Funny how things seem to hit you on the head and leave a lump despite what seems like good and innocent intentions. I am far from being an automophile (no such word, boys and girls) save for that once in an apocalyptic moon when I browse Google for photos of luxury cars. Men like myself should be allowed to dream of the good life every now and then.
It should be understood, however, that from the day Noynoy Aquino sat as President of the Republic to this very hour, his words and actions will always fall under the scrutiny of the public. He is a public figure, needless to say. No doubt far from any personal reasons and efforts at black propaganda, albeit those cannot be discounted altogether, these uproars are more the signs of something deeper, something that needs immediate resolve.
Buying a Porsche is not bad, not even a sin, that is, from a comfortable angle. I personally have nothing against it. There is no law that says the President has no personal right as an individual to spend his mullah on a sports car. The President, notwithstanding popular belief, has rights too. As a bachelor, Noynoy Aquino has the right to live and love, even luxuriate in what his wallet can afford for himself.
Too, as the leader of a nation, he represents the good and admirable in the Filipino, not the people’s collective poverty. For one thing, it should never be said of the Filipino head of state that he is dugyot. The Aquinos and Cojuangcos are not poor in the first place.
If simple gatherings demand that we should be dressed for the occasion, then why are we raising a rancor over a purchase? If the chief executive officer of a multinational corporation can, by his own money, drive around the streets of Ayala in an Aston Martin or Mercedez Mclaren, why not the President of the Republic? I mean, we don’t call him Chief Executive for nothing.
Besides, he’s a bachelor and quite the ladies man, or so I heard. What better way to flaunt the mating feathers than to cruise around the metro with a yellow Porsche. It’s a ritual every man is familiar with, something even the great JFK was wont to display.
There is, however, a flaw in the wave. Aquino’s purchase of a Porsche spoke a lot about his character, the inner force that drives him. Leadership that’s worth its weight in gold is all about character—the temperament and disposition of soul and spirit that say he is a cut above the rest of the dire lot.
In a nutshell, leadership is about principle, and as former US President Thomas Jefferson once said, “In matters of principle, stand like a rock.”
Malacanang may think the purchase of the Porsche bears little weight on the public at large. It was the President’s money, so Lacierda explains. The fact that the Palace strongly pressed for the right of the President to purchase a luxury car, they totally missed why he is President in the first place: not simply because he was voted into power, but that his position requires him above everyone else to act with prudence and wise discretion. He must, at all times, have the country in mind, or at least, for the next six years. One question is: Mr. President, can’t you even wait?
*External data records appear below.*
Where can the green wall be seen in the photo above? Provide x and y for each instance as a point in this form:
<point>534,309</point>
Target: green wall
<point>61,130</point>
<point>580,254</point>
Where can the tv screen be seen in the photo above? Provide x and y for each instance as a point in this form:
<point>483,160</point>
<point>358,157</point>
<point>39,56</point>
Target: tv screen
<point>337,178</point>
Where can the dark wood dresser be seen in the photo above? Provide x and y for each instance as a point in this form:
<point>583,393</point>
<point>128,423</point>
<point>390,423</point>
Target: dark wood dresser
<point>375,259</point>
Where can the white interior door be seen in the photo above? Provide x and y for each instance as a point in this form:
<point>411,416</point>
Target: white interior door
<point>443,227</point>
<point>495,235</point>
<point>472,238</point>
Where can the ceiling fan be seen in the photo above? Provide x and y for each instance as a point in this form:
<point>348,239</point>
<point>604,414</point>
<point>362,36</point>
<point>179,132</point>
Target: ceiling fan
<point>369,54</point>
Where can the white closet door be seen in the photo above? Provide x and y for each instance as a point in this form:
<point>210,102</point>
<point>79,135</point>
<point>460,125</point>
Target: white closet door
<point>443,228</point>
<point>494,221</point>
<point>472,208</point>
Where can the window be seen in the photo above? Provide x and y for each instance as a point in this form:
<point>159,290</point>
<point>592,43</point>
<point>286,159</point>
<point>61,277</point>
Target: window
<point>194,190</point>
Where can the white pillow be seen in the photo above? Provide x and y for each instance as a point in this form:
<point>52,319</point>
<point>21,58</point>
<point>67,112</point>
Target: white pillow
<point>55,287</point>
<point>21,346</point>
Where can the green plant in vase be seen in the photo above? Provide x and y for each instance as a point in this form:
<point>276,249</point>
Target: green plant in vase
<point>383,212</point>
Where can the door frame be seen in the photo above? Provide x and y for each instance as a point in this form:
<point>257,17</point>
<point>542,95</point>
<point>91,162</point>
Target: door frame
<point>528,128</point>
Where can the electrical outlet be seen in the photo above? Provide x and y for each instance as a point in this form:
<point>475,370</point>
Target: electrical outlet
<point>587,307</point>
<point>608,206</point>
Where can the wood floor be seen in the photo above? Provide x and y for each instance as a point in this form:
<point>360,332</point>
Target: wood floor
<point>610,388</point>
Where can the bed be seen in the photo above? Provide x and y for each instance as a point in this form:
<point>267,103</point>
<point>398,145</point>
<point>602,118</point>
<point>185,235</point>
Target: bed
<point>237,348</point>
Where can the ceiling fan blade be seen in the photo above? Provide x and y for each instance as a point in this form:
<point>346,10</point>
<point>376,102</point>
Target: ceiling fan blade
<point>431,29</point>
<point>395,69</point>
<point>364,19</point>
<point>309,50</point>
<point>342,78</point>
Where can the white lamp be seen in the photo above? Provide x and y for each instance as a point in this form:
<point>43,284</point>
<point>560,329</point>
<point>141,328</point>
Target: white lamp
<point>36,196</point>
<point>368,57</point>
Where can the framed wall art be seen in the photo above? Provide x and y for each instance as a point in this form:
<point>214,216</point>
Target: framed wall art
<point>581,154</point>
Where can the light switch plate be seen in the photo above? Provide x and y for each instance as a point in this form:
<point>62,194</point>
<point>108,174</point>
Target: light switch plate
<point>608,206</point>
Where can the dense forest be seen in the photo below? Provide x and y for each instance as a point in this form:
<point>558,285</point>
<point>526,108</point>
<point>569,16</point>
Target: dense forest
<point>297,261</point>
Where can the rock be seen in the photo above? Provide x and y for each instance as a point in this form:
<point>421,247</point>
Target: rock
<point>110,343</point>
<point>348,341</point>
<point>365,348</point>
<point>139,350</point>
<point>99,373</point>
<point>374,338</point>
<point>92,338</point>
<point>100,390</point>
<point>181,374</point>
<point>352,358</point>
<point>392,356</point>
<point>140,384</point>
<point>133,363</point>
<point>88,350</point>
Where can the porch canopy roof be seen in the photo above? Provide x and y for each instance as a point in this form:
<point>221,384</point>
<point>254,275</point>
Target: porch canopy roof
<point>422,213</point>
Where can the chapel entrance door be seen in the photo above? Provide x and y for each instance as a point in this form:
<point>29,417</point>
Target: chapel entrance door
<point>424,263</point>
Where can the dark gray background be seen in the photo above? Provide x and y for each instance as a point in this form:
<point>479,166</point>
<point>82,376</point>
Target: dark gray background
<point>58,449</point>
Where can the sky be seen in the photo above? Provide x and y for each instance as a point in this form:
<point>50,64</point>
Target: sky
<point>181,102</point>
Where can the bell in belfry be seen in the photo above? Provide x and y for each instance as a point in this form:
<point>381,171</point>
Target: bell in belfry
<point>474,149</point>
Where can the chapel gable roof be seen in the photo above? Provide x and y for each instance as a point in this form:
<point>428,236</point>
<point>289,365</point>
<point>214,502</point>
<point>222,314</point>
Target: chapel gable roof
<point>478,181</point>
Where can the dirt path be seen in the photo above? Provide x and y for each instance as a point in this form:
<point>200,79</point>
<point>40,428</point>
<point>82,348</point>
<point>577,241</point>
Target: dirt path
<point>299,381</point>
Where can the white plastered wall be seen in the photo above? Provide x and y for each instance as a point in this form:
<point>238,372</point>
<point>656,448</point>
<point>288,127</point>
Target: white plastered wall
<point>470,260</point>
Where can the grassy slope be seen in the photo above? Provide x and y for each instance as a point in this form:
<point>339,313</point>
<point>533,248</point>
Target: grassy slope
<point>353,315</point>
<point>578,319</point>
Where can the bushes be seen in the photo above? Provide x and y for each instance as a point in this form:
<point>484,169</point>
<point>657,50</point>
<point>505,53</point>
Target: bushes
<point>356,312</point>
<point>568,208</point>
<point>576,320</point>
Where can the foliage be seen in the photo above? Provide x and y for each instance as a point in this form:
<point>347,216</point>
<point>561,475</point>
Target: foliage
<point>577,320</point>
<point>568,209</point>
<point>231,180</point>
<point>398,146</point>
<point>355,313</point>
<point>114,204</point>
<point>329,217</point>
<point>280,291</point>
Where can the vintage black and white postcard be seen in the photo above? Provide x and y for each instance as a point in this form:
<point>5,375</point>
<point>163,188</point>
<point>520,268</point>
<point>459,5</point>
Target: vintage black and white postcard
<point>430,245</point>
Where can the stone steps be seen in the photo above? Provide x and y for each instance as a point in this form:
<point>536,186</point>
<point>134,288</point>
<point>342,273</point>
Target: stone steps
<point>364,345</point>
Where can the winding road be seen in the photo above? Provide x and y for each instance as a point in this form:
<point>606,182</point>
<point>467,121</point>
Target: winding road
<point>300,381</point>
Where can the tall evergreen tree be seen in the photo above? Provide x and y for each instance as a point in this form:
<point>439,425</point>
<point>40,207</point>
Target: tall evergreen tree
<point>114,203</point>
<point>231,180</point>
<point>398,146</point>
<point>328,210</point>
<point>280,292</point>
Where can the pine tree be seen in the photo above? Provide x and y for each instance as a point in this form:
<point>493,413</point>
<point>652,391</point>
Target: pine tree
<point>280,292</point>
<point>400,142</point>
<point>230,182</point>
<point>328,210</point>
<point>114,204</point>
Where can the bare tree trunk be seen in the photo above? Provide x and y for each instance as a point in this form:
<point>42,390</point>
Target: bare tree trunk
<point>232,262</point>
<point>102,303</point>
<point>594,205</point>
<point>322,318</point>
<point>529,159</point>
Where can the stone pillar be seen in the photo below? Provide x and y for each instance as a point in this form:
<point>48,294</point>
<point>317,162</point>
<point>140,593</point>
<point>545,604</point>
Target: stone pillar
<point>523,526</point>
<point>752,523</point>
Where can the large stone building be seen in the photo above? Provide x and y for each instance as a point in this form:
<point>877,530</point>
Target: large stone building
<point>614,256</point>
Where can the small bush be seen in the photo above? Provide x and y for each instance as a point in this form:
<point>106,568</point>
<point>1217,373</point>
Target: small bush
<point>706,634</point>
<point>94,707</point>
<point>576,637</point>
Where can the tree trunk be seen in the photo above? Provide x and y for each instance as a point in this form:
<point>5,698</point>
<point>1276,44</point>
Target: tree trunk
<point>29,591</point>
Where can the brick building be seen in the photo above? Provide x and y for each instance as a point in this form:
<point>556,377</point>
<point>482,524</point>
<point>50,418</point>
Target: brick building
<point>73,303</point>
The sin of one who gorges on a loaf of bread in front of a child hard put at having a piece of cold pan de sal without molds, is not only mindless, it is downright cruel.
The real question that Noynoy needs to answer then arises: Would the late President Cory Aquino or Sen. Ninoy Aquino approve of it?
I don’t think so.
JOEL PABLO SALUD is the chief editor of the Philippines Graphic magazine, the country’s top newsweekly publication (sister publication of the BusinessMirror). He is a member of the Unyon ng Manunulat sa Pilipinas (UMPIL) and The Manila Critics Circle.